Reese Witherspoon is likeable as Texan cop Rose Cooper. -- PHOTO: WARNER BROS
Reese Witherspoon is likeable as Texan cop Rose Cooper. -- PHOTO: WARNER BROS

Review Comedy

HOT PURSUIT (NC16)

88 minutes/Now showing/

2/5

The story: Strait-laced Texan cop Rose Cooper (Reese Witherspoon) is assigned to escort mob wife Daniella Riva (Sofia Vergara) to court, so she can testify against a Mexican cartel kingpin. But a shooting occurs and soon the pair are on the run, in fear of both the police and the cartel.

There must be dozens of odd-couple road-movie comedies. Some are funny, many are not, and this one falls with a wet plop into the second category.

The fault does not lie with leads Witherspoon and Vergara, who turn in energetic performances.

Rather, it lies with director Anne Fletcher, helmer of hits such as Step Up (2006), 27 Dresses (2008) and The Proposal (2009), as well as the odd flop (The Guilt Trip, 2012).

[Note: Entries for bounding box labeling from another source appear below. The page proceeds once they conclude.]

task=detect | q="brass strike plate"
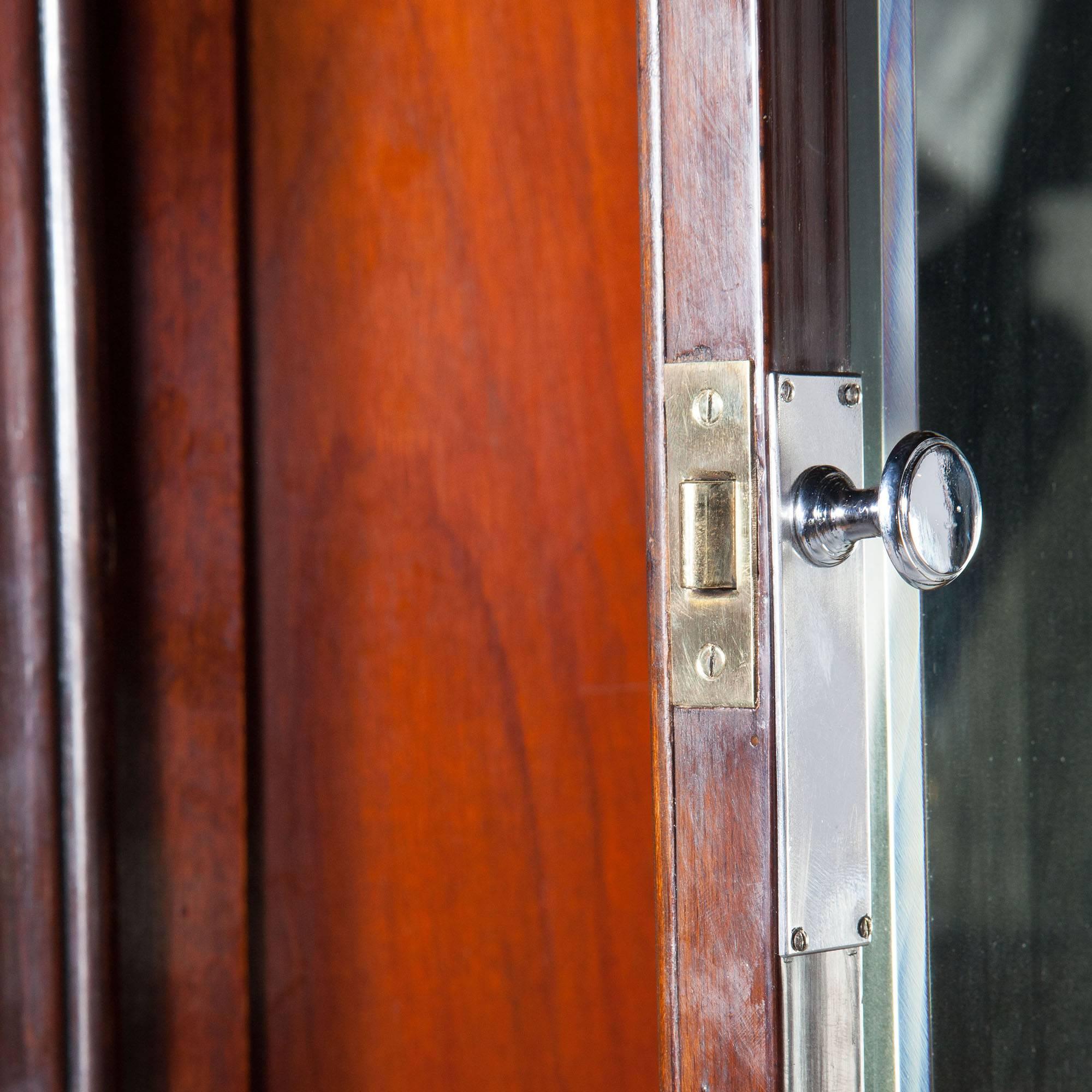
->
[664,360,756,709]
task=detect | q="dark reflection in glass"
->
[917,0,1092,1092]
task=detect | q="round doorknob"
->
[792,432,982,590]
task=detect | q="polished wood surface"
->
[642,0,781,1092]
[248,0,656,1092]
[0,0,64,1092]
[100,0,249,1092]
[760,0,850,371]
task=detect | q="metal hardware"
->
[664,360,756,709]
[793,430,982,591]
[679,478,736,591]
[691,387,724,428]
[781,940,865,1092]
[769,375,871,960]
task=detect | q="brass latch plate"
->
[664,360,756,709]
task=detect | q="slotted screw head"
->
[695,644,727,682]
[690,387,724,428]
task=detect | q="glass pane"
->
[916,0,1092,1092]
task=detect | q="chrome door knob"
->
[792,432,982,590]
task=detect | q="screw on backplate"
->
[838,383,860,406]
[695,644,727,682]
[690,387,724,428]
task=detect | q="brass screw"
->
[695,644,727,682]
[838,383,860,406]
[690,387,724,428]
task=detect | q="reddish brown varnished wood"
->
[642,0,781,1092]
[249,0,656,1092]
[100,0,249,1092]
[761,0,850,371]
[0,0,64,1092]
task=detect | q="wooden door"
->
[0,0,657,1092]
[246,0,656,1092]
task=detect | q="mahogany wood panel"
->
[0,0,64,1092]
[100,0,249,1092]
[642,0,781,1092]
[760,0,850,371]
[248,0,656,1092]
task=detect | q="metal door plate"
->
[664,360,755,709]
[769,375,871,957]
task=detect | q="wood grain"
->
[0,0,64,1092]
[653,0,780,1092]
[249,0,656,1092]
[100,0,249,1092]
[637,0,679,1090]
[641,0,848,1092]
[760,0,850,371]
[38,0,117,1092]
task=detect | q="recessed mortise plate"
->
[768,375,871,957]
[664,360,756,709]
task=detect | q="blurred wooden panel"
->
[0,0,64,1092]
[100,0,249,1092]
[249,0,656,1092]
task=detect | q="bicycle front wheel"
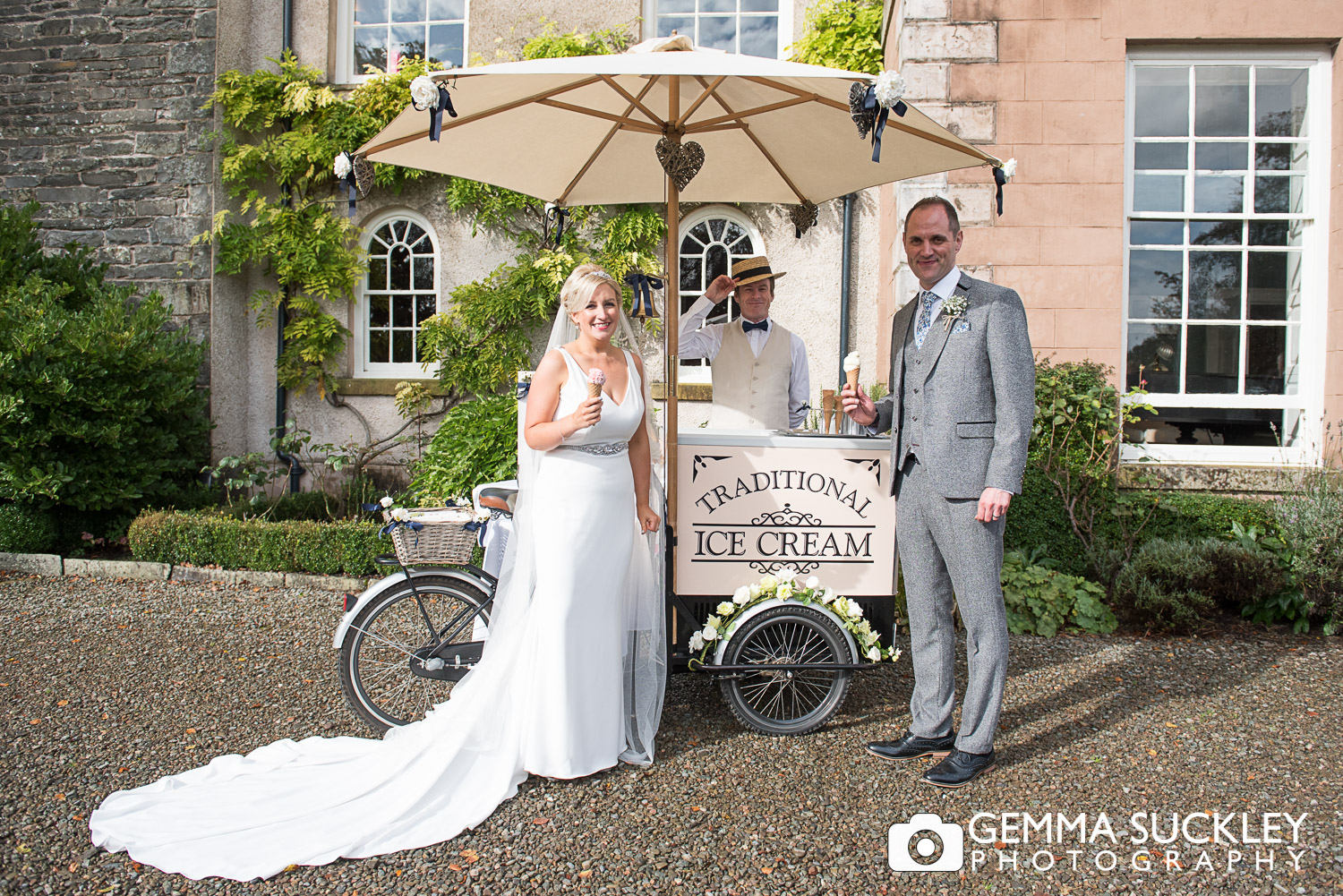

Fletcher comes from that school of Hollywood directing that believes that comedies are based on verbal jokes, blasted at the viewer with bazooka intensity.

That sitcom-style approach, when wedded to a script devoid of invention, spells boredom.

When Rose and Daniella argue, it is all hot-blooded hysterical Spanish jabbering versus the monotone of uptight Anglo. It is bizarre that in these times, when nearly half of Texas has some Hispanic ancestry, Daniella and her culture are viewed as comically abnormal.

When the joke is physical, that is when viewers see two women having a screaming fist fight, or struggling to climb out a window while clambering on each other's backs.

And where, you might ask, is that other standard female comedy scene, in which our leads ingest drugs by accident, after which they flail around in public while puzzled bystanders look on? Don't worry, it is all there.

These segments play out with a grim inevitability, disconnected from a world in which things such as irony, satire, self-awareness and visual comedy exist.

The film is co-produced by Pacific Standard, co-founded by Witherspoon to create strong leading parts for actresses. The label behind award-winning serious work such as Wild (2014) and Gone Girl (2014) is behind this feature.

It seems that Witherspoon's company, for all its lofty goals, buys into the common belief that dramas are art, but comedies are junk food.

The most that can be said of this is that it shows a great deal of affection for its female characters, but then again, an absence of misogyny should be accepted as a baseline, not as a mark of distinction.

Witherspoon's extremely likeable personality and Vergara's spot-on comic timing cannot save this collection of tired gags from being tossed into the bin of recycled ideas, from which it must have first crawled out.